CHAPTER IX
COL. GOETHALS AT THE THROTTLE

The visitor to the Canal Zone about 1913 could hardly spend a day in that bustling community without becoming aware of some mighty potentate not at all mysterious, but omnipresent and seemingly omniscient, to whom all matters at issue were referred, to whom nothing was secret, whose word was law and without whose countenance the mere presence of a visitor on the Zone was impossible. The phrases most in use were “see the Colonel,” “ask the Colonel” and “the Colonel says”. If there had been a well-conducted newspaper on the Zone these phrases would have been cast in slugs in its composing room for repeated and ready use. No President of the United States, not even Lincoln in war times, exerted the authority he daily employed in the zenith of his power. The aggrieved wife appealed to his offices for the correction of her marital woes, and the corporation with a $600,000 steam crane to sell talked over its characteristics with the Colonel.

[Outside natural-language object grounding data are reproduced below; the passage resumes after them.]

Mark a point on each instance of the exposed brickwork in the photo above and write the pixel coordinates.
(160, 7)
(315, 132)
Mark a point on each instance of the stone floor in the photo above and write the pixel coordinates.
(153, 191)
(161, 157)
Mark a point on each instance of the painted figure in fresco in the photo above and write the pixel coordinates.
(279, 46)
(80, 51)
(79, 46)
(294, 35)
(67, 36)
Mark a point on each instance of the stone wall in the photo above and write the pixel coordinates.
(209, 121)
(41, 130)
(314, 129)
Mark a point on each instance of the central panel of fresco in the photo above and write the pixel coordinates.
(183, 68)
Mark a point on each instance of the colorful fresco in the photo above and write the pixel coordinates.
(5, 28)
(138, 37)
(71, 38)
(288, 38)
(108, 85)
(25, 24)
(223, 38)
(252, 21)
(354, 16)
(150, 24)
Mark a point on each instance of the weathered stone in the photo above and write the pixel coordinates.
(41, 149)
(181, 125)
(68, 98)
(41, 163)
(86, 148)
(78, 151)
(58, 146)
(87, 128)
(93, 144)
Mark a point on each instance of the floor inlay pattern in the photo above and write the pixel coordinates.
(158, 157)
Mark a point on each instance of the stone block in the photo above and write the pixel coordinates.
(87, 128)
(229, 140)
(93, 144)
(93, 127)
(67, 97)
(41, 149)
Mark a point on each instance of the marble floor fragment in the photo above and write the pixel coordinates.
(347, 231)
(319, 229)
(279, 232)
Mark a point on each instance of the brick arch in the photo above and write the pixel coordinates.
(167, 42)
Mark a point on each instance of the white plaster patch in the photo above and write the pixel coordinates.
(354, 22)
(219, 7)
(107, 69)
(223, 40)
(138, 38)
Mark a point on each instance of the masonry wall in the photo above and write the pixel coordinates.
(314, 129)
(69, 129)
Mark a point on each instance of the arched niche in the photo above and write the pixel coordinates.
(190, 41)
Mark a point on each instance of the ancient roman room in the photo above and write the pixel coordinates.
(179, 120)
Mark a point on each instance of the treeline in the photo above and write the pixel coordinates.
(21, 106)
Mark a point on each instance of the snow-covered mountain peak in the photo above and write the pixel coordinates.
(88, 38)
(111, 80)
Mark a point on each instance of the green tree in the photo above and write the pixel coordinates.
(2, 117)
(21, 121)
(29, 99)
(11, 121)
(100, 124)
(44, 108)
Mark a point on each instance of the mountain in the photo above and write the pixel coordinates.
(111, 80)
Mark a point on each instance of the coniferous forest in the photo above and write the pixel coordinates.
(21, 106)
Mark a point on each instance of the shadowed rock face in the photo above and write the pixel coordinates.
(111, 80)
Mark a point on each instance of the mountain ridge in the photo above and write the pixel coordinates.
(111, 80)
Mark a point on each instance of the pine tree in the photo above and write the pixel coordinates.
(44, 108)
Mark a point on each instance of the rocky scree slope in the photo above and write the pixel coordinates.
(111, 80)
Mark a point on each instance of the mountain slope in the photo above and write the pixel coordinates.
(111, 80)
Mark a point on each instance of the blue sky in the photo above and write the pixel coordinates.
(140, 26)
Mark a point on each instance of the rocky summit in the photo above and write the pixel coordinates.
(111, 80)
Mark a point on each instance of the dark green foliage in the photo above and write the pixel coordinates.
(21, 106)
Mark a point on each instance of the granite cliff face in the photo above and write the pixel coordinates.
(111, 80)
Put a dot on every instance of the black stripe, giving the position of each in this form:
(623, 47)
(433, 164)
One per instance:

He could turn from a vexed question of adjusting the work of the steam shovels to a new slide in the Culebra Cut, to compose the differences of rival dancing clubs over dates at the Tivoli Hotel ball-room. On all controverted questions there was but one court of last resort. As an Isthmian poetaster put it:

“See Colonel Goethals, tell Colonel Goethals,
It’s the only right and proper thing to do.
Just write a letter, or even better
Arrange a little Sunday interview”.

Engineer Stevens in a speech made at the moment of his retirement before a local club of workers said:

“You don’t need me any longer. All you have to do now is to dig a ditch. What you want is a statesman”.